Hacker News new | ask | show | jobs
by _dps 1899 days ago
It is absolutely untrue that DL is immune to fat-fail problems, and it is important that no one operate mission critical systems under this assumption.

The two fat tail questions one has to engage are:

- is it possible that a catastrophic input might be lurking in the wild that would not be present in a typical training set? Even with a 1M instance training set, a one-in-a-million situation will only appear (and affect your objective function) on average one time, and could very well not appear at all.

- can I bound how badly I will suffer if my system is allowed to operate in the wild on such an input?

DL gives no additional tools to engage these questions.

2 comments

> It is absolutely untrue that DL is immune to fat-fail problems

In fact, working on fat tail problems is currently a hot topic in ML.

I don't quite follow: is not what you described a flaw fundamental to all forecasting; that is, the occurrence of a gross outlier?
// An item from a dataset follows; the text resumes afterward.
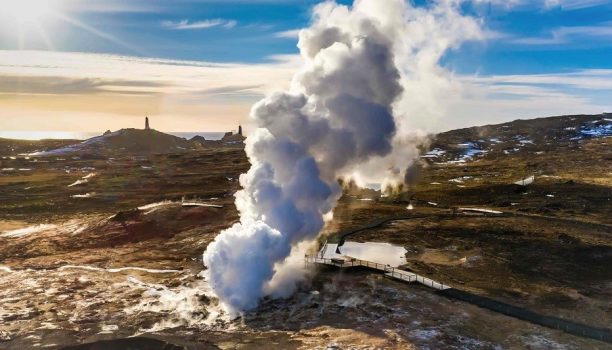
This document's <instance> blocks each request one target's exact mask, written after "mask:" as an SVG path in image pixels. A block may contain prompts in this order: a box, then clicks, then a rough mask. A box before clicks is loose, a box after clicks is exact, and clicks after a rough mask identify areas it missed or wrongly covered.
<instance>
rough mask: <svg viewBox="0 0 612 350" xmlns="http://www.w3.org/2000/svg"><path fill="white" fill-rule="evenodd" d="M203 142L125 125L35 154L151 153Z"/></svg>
mask: <svg viewBox="0 0 612 350" xmlns="http://www.w3.org/2000/svg"><path fill="white" fill-rule="evenodd" d="M201 147H202V146H201V145H200V144H198V143H195V142H191V141H188V140H186V139H184V138H180V137H177V136H173V135H169V134H165V133H163V132H159V131H157V130H152V129H151V130H141V129H121V130H118V131H115V132H106V133H104V135H101V136H96V137H93V138H91V139H88V140H85V141H83V142H81V143H77V144H72V145H68V146H65V147H61V148H57V149H52V150H47V151H43V152H38V153H34V154H32V155H34V156H53V155H63V154H71V153H88V154H114V153H121V154H150V153H173V152H182V151H188V150H196V149H201Z"/></svg>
I should clarify that DL doesn't suffer from the same problem the normality condition has on fat-tails: a failure to capture the skew of the distribution.
It's not characteristic of all forecasting, only purely empirical forecasting.

Definitionally, the only way to reason about risk that doesn't appear in training data is non-empirical (e.g. a priori assumptions about distributions, or worst cases, or out-of-paradigm tools like refusing to provide predictions for highly non-central inputs).

DL is not any better (or worse) than any other purely empirical method at answering questions about fat-tail risk, and the only way to do better is to use non-empirical/a-priori tools. Obviously the tradeoff here is that your a priori assumptions can be wrong, and that too needs to be included in your risk model (see e.g. Robust Optimization / Robust Control).

I think it's wrong to assume that non-empirical methods can be reliably trusted to give better results. Humans are terrible at avoiding bias or evaluating risks, especially for uncommon events.
Food for thought: if every method for predicting event x is terrible, then you might as well not try to predict x and build your life in such way that you never expose yourself to the risk of x happening.
From a Bayesian point of view, that amounts to a "prediction" that the probability of event x is so significant that you should build your life around it. But I guess if you knew enough for that sentence to make sense you wouldn't have posted your comment. So, suffice it to say that Bayesian decision theory cuts the knot you're talking about.